Iraqi forces free 15 Shi'ite hostage families

IRAQI security forces raided a town in central Iraq and freed some 15 Shi'ite families being held hostage yesterday, an official said, after Sunni militants threatened to kill captives unless all Shi'ites left the area.

Iraqi forces free 15 Shi'ite hostage families

The Government said it was trying to resolve the stand-off peacefully, while Shi'ite lawmakers called for action to stop "terrorist groups from promoting sectarian violence."

Security forces, who had the town of Madain surrounded, began raiding sites Saturday in search of those abducted, said Qassim Dawoud, the minister in charge of national security.

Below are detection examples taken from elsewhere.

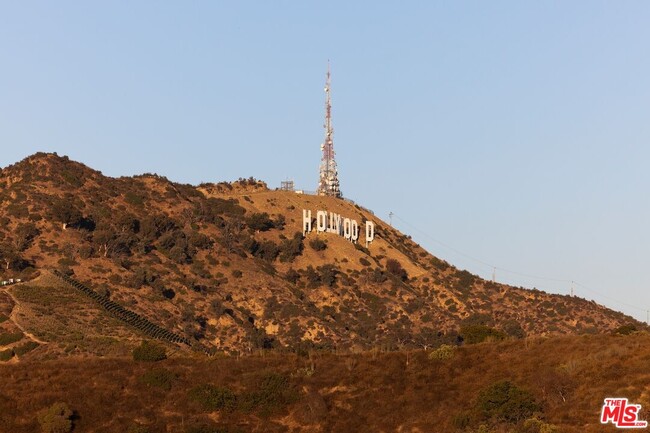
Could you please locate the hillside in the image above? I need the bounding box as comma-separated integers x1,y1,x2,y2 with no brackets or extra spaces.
0,153,644,356
0,333,650,433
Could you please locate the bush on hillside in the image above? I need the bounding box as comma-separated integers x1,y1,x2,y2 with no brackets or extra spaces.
246,212,274,232
309,238,327,251
614,323,638,335
460,325,506,344
0,332,23,346
133,341,167,362
14,341,39,356
429,344,456,360
476,380,540,423
188,383,237,412
37,402,72,433
0,349,14,362
138,368,177,391
386,259,408,281
280,232,305,263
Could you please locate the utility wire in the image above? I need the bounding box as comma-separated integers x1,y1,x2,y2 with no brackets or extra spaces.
391,212,650,312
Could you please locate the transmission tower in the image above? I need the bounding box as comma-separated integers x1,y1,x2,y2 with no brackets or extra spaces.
318,62,341,197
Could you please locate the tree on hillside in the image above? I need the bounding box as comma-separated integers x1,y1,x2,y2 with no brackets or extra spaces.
38,402,73,433
246,212,273,232
0,242,27,270
386,259,408,281
14,223,40,251
52,199,83,230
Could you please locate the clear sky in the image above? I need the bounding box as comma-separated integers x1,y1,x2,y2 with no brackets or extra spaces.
0,0,650,320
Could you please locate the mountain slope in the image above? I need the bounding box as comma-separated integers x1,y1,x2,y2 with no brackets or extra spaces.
0,153,643,352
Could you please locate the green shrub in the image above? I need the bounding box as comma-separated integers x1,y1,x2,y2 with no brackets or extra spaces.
280,232,305,263
240,373,297,416
133,341,167,362
309,238,327,251
460,325,506,344
185,424,228,433
138,368,177,391
614,323,638,335
516,418,560,433
429,344,456,360
476,380,540,423
14,341,39,356
37,402,72,433
0,332,23,346
246,212,273,232
126,424,149,433
189,383,237,411
386,259,408,281
0,349,14,362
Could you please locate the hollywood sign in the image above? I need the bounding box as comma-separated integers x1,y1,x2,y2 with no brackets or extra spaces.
302,209,375,247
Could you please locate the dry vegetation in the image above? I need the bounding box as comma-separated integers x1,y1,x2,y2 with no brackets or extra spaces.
0,333,650,433
0,154,650,433
0,153,643,354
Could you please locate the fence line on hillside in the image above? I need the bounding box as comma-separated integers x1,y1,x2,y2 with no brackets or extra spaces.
52,269,193,347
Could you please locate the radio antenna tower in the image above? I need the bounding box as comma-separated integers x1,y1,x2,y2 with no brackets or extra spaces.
318,61,341,198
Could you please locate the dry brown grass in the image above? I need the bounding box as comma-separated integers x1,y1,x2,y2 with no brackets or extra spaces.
0,334,650,433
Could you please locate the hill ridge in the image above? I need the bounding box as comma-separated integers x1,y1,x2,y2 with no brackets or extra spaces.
0,153,645,358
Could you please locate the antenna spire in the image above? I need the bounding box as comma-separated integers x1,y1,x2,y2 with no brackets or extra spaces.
318,60,341,197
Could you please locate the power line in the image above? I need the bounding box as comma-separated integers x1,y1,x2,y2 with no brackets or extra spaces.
390,212,650,314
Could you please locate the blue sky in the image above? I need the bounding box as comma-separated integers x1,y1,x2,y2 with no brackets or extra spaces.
0,1,650,320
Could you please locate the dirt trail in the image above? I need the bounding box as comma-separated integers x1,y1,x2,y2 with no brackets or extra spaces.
3,288,47,344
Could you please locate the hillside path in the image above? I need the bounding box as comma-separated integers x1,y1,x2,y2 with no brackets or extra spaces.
3,288,48,344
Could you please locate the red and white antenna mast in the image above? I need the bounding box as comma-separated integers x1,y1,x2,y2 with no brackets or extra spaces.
318,61,341,197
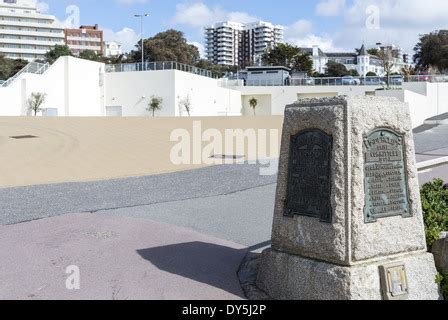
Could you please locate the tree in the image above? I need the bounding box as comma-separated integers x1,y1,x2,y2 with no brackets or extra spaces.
196,59,238,78
350,69,359,77
28,92,47,116
0,55,29,80
378,49,394,88
102,54,126,64
414,30,448,73
326,61,349,78
261,43,313,74
249,98,258,116
367,48,380,57
129,29,200,65
45,45,72,64
401,66,415,82
179,94,192,117
79,50,103,62
146,96,163,117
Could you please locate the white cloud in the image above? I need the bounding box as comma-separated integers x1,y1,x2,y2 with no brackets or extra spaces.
115,0,149,5
334,0,448,53
172,2,259,28
36,1,50,13
103,27,141,52
285,20,313,38
188,41,205,59
316,0,345,17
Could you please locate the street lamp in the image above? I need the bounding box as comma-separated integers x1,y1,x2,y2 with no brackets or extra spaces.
134,13,149,71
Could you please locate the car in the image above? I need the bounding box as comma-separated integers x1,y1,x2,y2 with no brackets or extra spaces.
389,76,403,86
362,77,386,86
342,76,361,86
305,78,316,86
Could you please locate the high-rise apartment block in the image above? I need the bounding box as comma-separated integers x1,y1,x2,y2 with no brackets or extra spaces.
0,0,65,61
205,21,284,67
65,24,104,55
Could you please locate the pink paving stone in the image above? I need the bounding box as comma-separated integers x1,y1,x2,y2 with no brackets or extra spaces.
0,214,246,300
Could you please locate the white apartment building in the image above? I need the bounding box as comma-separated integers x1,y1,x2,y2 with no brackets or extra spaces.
0,0,65,61
205,21,284,67
104,41,123,58
301,45,412,76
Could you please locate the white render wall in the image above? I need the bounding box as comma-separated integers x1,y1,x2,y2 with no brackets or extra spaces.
0,57,448,127
106,70,242,117
235,86,377,115
0,57,105,117
377,82,448,128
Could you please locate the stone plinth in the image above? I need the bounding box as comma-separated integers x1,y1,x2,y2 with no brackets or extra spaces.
258,97,439,299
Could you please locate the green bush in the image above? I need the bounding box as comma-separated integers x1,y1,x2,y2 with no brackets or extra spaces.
421,179,448,247
436,273,448,300
421,179,448,299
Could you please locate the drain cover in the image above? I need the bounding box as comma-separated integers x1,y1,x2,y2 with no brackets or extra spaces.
210,154,244,160
10,135,37,140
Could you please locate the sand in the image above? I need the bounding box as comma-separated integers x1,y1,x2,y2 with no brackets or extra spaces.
0,116,283,188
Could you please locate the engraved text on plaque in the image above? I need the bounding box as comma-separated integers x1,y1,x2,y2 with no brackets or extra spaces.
285,129,333,223
364,129,411,223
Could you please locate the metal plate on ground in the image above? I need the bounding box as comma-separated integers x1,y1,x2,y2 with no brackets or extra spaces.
284,129,333,223
380,264,409,300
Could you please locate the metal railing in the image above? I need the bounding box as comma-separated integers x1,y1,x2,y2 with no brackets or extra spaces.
0,62,50,88
106,61,218,78
244,75,448,87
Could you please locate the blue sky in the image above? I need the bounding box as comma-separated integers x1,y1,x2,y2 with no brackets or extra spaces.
39,0,448,53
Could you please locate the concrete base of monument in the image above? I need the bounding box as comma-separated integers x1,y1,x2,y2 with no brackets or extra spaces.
257,249,442,300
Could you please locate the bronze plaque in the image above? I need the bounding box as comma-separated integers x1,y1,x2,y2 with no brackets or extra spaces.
380,264,409,300
285,129,333,223
364,129,412,223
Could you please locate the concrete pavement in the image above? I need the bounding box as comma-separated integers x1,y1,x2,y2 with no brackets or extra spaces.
0,126,448,299
0,214,246,300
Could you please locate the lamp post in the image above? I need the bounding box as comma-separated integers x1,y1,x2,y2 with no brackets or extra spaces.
134,13,149,71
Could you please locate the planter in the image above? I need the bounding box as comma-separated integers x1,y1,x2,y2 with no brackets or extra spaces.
432,232,448,274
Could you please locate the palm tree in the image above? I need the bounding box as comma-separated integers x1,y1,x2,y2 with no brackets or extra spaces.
28,92,47,116
146,96,163,117
249,98,258,116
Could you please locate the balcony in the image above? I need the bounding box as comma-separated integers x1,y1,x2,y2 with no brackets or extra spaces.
0,20,64,33
0,29,65,39
0,47,51,55
0,38,64,46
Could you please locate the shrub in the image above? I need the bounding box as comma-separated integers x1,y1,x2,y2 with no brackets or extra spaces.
436,273,448,300
421,179,448,247
421,179,448,299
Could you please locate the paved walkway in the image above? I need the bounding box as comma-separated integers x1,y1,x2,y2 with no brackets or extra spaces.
0,214,246,300
0,122,448,299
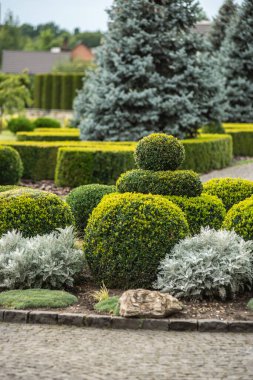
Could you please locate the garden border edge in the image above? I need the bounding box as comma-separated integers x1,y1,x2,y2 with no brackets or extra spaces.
0,309,253,333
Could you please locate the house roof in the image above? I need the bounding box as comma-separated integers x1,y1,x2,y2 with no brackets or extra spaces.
2,50,71,74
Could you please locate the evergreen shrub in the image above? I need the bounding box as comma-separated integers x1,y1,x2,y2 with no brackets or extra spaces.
222,197,253,240
0,189,74,237
0,146,23,185
65,184,116,235
116,169,203,197
166,194,226,235
7,116,34,134
134,133,185,171
33,117,61,128
155,228,253,300
84,193,189,289
204,178,253,211
55,145,134,187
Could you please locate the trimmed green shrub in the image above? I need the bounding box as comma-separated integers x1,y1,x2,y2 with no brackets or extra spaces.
33,117,61,128
17,129,80,141
204,178,253,211
0,189,74,237
166,194,226,235
7,116,34,133
0,289,78,309
222,197,253,240
84,193,189,289
0,146,23,185
55,145,134,187
134,133,185,171
155,228,253,300
116,169,203,197
66,184,116,235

Witnesses said road blocks were set up and no one was allowed to leave or enter the town of about 1,000 families some 15 miles southeast of Baghdad. However, shops opened and the streets were calm.

Iraqi forces had freed about 15 Shi'ite families, said Haidar Khayon, an official at the Defence Ministry in Baghdad. He said five hostage-takers were captured in a skirmish with light gunfire, but no casualties were reported.

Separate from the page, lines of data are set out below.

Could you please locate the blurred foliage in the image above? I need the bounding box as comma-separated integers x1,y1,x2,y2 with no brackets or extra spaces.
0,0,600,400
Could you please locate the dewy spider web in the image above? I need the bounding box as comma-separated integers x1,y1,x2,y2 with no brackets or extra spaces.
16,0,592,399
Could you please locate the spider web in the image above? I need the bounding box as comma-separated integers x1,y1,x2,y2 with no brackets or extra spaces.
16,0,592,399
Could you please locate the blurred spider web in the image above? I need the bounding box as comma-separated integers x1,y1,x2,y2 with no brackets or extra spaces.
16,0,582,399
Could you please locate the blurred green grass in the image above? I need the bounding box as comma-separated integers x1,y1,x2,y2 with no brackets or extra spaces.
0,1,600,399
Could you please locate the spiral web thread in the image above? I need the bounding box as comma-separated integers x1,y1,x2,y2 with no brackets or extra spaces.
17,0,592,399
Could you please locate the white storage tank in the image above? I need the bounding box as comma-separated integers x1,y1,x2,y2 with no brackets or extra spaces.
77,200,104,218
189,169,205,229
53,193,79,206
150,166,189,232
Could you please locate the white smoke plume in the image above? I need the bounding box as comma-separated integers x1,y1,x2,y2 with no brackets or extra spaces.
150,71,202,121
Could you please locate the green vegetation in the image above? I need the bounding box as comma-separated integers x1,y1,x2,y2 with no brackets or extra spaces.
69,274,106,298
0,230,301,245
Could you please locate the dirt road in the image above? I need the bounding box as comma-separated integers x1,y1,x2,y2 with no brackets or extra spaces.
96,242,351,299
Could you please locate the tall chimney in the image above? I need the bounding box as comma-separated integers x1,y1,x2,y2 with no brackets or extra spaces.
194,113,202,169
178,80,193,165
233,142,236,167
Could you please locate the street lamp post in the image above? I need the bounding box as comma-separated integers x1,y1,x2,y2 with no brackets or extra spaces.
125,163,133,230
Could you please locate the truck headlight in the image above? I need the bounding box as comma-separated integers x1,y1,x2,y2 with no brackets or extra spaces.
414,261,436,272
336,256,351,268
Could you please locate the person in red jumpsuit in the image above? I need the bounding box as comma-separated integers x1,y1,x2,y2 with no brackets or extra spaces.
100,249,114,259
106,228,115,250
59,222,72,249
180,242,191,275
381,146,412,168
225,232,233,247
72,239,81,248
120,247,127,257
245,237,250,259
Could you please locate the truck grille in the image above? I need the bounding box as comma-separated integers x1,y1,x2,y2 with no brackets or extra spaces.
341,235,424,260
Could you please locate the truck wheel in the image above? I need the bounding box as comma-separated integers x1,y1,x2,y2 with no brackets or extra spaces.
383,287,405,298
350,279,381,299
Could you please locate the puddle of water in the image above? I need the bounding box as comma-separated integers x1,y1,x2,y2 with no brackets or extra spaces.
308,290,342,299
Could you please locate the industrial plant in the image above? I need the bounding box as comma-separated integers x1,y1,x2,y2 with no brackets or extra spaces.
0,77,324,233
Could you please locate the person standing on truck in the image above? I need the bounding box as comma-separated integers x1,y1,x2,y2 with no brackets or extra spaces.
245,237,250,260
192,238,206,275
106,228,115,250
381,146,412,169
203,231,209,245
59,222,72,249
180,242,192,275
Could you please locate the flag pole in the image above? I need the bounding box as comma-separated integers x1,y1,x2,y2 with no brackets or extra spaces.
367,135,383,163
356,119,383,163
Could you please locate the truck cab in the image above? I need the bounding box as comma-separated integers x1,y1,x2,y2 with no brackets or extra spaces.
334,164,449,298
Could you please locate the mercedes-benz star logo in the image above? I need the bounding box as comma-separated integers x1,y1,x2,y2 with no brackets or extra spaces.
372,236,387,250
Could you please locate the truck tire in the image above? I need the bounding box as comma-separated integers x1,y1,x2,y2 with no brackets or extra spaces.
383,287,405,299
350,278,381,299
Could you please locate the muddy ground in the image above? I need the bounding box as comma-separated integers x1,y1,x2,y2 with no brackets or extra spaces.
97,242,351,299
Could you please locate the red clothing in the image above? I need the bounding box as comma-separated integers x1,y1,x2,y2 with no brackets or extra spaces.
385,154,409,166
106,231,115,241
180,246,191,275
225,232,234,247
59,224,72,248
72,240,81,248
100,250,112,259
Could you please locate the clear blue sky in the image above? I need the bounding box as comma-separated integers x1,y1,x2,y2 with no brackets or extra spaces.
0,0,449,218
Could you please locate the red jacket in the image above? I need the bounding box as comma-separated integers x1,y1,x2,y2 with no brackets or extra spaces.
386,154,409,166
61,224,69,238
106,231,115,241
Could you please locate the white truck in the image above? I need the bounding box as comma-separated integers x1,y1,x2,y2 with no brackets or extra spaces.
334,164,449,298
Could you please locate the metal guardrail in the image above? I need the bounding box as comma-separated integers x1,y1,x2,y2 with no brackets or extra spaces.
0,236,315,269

Sabah Khadum, an interior ministry adviser, said officials didn't know how many hostages were being held or whether it was a sectarian crisis or merely a tribal dispute. He said the interior and defence ministries hoped to resolve it peacefully.

Iraq's most feared terror group, meanwhile, accused the Shi'ite-dominated government of making the whole thing up.

Elsewhere, three American soldiers were killed and seven service members wounded overnight when insurgents fired mortar rounds at a US Marine base near Ramadi, 70 miles west of Baghdad, the military said yesterday. Residents said dozens of armed militants had tried to force their way into Camp Blue Diamond, but the US military denied that. The assault raised to 24 the number of people who died in Iraq on Saturday, including an American civilian who died in a car bomb attack in the capital. The US Embassy said it believed the slain American was Marla Ruzicka of the Washington-based human rights group Civic Worldwide, but it was still waiting for DNA results.

Insurgents also killed seven Iraqis in scattered violence around Iraq, including assassinations and drive-by shootings, police said.

The hostage crisis began Thursday when Sunni militants attacked a Shi'ite mosque with explosives. Haitham Husseini, a spokesman for the Supreme Council for Islamic Revolution in Iraq, the country's largest Shi'ite group, said the mosque was badly damaged. The next day, Husseini said about 100 masked militants drove through Madain, capturing Shi'ites. Shi'ite leaders and government officials estimated 35 to 100 people were taken hostage.

A resident reached by telephone said the militants had returned early Saturday, shouting through loudspeakers that all Shi'ites must leave or the hostages would be killed. Later, residents said the town appeared calm and there was no sign of insurgents. Some said they had seen no evidence any hostages had been taken. The conflicting accounts could not be reconciled.

Other retaliatory kidnappings by Sunni and Shi'ite groups have occurred in the violent, ethnically mixed region, but the abductions appeared to be the first attempt by insurgents to forcibly evacuate a town along sectarian lines.

Dawoud told Iraqi legislators in Baghdad on Sunday that Iraqi soldiers, police and US forces were sent to Madain on Saturday afternoon.

"Our plan is by the end of this week we are going to launch a military operation in this area."

The US military said it had no information about a US role in the deployment.